By Karen Graham     Jun 4, 2017 in Environment
With the month of May behind us, we can now say it's official — Global carbon dioxide concentration has set an historic all-time record high for the year, adding to the climate records continually being broken as the Earth warms.
Climate Central notes that this is a sobering reminder to all of us that humans are pushing the climate into a state not seen for millions of years. The monthly average carbon dioxide level for the month of May 2017 was 409.65 parts per million. In May 2016, the CO2 average for May was 407.70 ppm.
Let's look at the historical record going back a few years to understand the significance of this latest marker. Carbon dioxide levels at Mauna Loa Observatory in Hawaii peak in May every year and the May reading serves as a benchmark to gauge future readings.
This is significant now because, in May 2013, the CO2 reading averaged out at 397.30 ppm.
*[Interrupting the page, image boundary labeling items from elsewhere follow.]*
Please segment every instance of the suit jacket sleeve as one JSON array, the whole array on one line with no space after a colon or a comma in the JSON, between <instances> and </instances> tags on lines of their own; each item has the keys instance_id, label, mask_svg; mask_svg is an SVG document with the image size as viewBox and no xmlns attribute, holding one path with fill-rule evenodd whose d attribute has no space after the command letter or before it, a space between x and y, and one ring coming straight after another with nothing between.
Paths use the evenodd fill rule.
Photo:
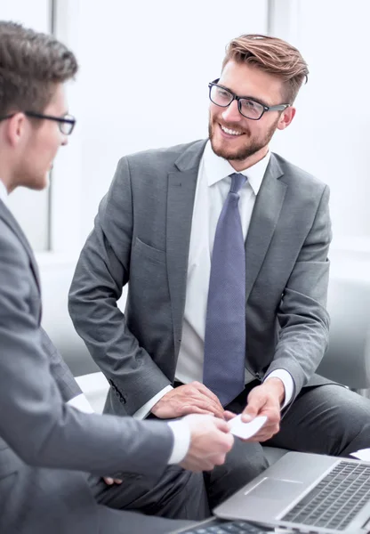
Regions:
<instances>
[{"instance_id":1,"label":"suit jacket sleeve","mask_svg":"<svg viewBox=\"0 0 370 534\"><path fill-rule=\"evenodd\" d=\"M50 361L50 372L58 385L61 398L65 402L68 402L71 399L80 395L83 392L76 382L68 366L61 357L60 352L52 344L44 328L41 328L40 334L43 349Z\"/></svg>"},{"instance_id":2,"label":"suit jacket sleeve","mask_svg":"<svg viewBox=\"0 0 370 534\"><path fill-rule=\"evenodd\" d=\"M30 312L30 302L39 297L35 287L23 246L2 225L0 435L30 465L159 476L173 444L165 423L84 414L65 403L38 318Z\"/></svg>"},{"instance_id":3,"label":"suit jacket sleeve","mask_svg":"<svg viewBox=\"0 0 370 534\"><path fill-rule=\"evenodd\" d=\"M117 306L129 281L133 224L130 168L124 158L80 255L69 292L69 313L128 414L170 384Z\"/></svg>"},{"instance_id":4,"label":"suit jacket sleeve","mask_svg":"<svg viewBox=\"0 0 370 534\"><path fill-rule=\"evenodd\" d=\"M329 189L323 190L314 222L297 257L278 312L281 327L275 357L267 373L286 369L294 398L315 373L327 347L329 315L328 249L332 239Z\"/></svg>"}]
</instances>

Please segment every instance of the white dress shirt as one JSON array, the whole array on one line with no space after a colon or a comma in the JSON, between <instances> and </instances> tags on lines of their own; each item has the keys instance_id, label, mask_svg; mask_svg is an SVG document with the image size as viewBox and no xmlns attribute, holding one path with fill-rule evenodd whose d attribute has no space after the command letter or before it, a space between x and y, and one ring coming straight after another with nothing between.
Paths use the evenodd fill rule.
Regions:
<instances>
[{"instance_id":1,"label":"white dress shirt","mask_svg":"<svg viewBox=\"0 0 370 534\"><path fill-rule=\"evenodd\" d=\"M238 203L245 240L255 198L269 165L269 157L270 154L268 152L261 161L245 171L241 171L247 178L239 190ZM235 173L235 169L229 161L214 154L211 143L208 142L199 166L194 200L191 222L194 231L191 231L190 235L182 336L175 373L176 379L183 384L195 380L203 382L205 315L211 258L216 226L230 189L229 174L232 173ZM246 262L248 262L247 258ZM248 265L246 265L247 268ZM272 376L280 378L284 384L284 406L286 406L293 396L293 378L285 369L277 369L265 376L265 379ZM253 379L254 376L245 369L245 384ZM168 385L161 390L144 404L134 414L134 417L145 417L153 406L171 389L172 386Z\"/></svg>"},{"instance_id":2,"label":"white dress shirt","mask_svg":"<svg viewBox=\"0 0 370 534\"><path fill-rule=\"evenodd\" d=\"M3 200L4 204L8 204L8 191L6 190L5 184L0 180L0 200Z\"/></svg>"},{"instance_id":3,"label":"white dress shirt","mask_svg":"<svg viewBox=\"0 0 370 534\"><path fill-rule=\"evenodd\" d=\"M7 206L8 192L5 185L1 180L0 200L3 200L5 206ZM84 393L80 393L73 399L70 399L67 404L73 406L73 408L76 408L82 412L93 413L93 409ZM189 450L190 444L190 430L186 421L182 420L171 421L168 423L168 426L173 433L173 449L168 460L168 464L179 464L183 460Z\"/></svg>"}]
</instances>

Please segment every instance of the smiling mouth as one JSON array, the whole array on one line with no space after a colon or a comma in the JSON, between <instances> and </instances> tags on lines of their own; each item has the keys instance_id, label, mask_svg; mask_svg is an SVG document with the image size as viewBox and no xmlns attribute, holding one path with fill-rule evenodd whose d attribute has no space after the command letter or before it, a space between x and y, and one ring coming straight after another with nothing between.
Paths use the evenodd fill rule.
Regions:
<instances>
[{"instance_id":1,"label":"smiling mouth","mask_svg":"<svg viewBox=\"0 0 370 534\"><path fill-rule=\"evenodd\" d=\"M243 132L239 132L238 130L233 130L231 128L227 128L226 126L219 124L220 128L222 130L224 134L228 135L234 135L235 137L238 137L239 135L243 135Z\"/></svg>"}]
</instances>

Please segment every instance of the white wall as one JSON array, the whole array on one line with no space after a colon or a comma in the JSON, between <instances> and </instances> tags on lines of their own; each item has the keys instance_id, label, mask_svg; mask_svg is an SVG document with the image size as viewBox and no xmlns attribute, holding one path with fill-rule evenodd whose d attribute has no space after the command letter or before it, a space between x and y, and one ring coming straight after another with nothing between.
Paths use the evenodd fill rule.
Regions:
<instances>
[{"instance_id":1,"label":"white wall","mask_svg":"<svg viewBox=\"0 0 370 534\"><path fill-rule=\"evenodd\" d=\"M206 135L207 84L228 41L267 31L267 2L76 1L84 237L122 156Z\"/></svg>"},{"instance_id":2,"label":"white wall","mask_svg":"<svg viewBox=\"0 0 370 534\"><path fill-rule=\"evenodd\" d=\"M272 33L309 63L297 115L273 148L329 184L334 246L370 251L366 0L277 0Z\"/></svg>"}]
</instances>

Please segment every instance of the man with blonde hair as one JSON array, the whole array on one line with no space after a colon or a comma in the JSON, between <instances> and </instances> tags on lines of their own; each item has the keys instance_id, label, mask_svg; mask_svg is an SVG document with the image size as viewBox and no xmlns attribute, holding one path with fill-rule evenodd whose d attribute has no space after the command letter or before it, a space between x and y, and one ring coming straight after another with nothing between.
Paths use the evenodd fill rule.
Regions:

By May 2014, the CO2 level was 400.10 ppm. The carbon dioxide average for May in 2017 has jumped 9.5 ppm in three years.
Climate Central
The news came out just a day after President Donald Trump announced to the world he was pulling the United States out of the Paris Climate Agreement, with complete disregard of the growing evidence of global warming from an administration that has shown little to no interest in addressing the issue, other than to say it is a hoax, reports
Even though plants will draw a few parts per million of carbon dioxide out of the atmosphere over the summer, make no mistake, anthropogenic climate change is pushing CO2 levels even higher. On Tuesday, April 18, 2017, the carbon dioxide concentration in the atmosphere reached in excess pf 410 PPM at the Mauna Loa Observatory, making the reading the highest CO2 level ever recorded since 1958, when record keeping began.
And the UK Met Office scientists were spot on when they predicted what the May CO2 level would be this year when they issued their first carbon dioxide forecast.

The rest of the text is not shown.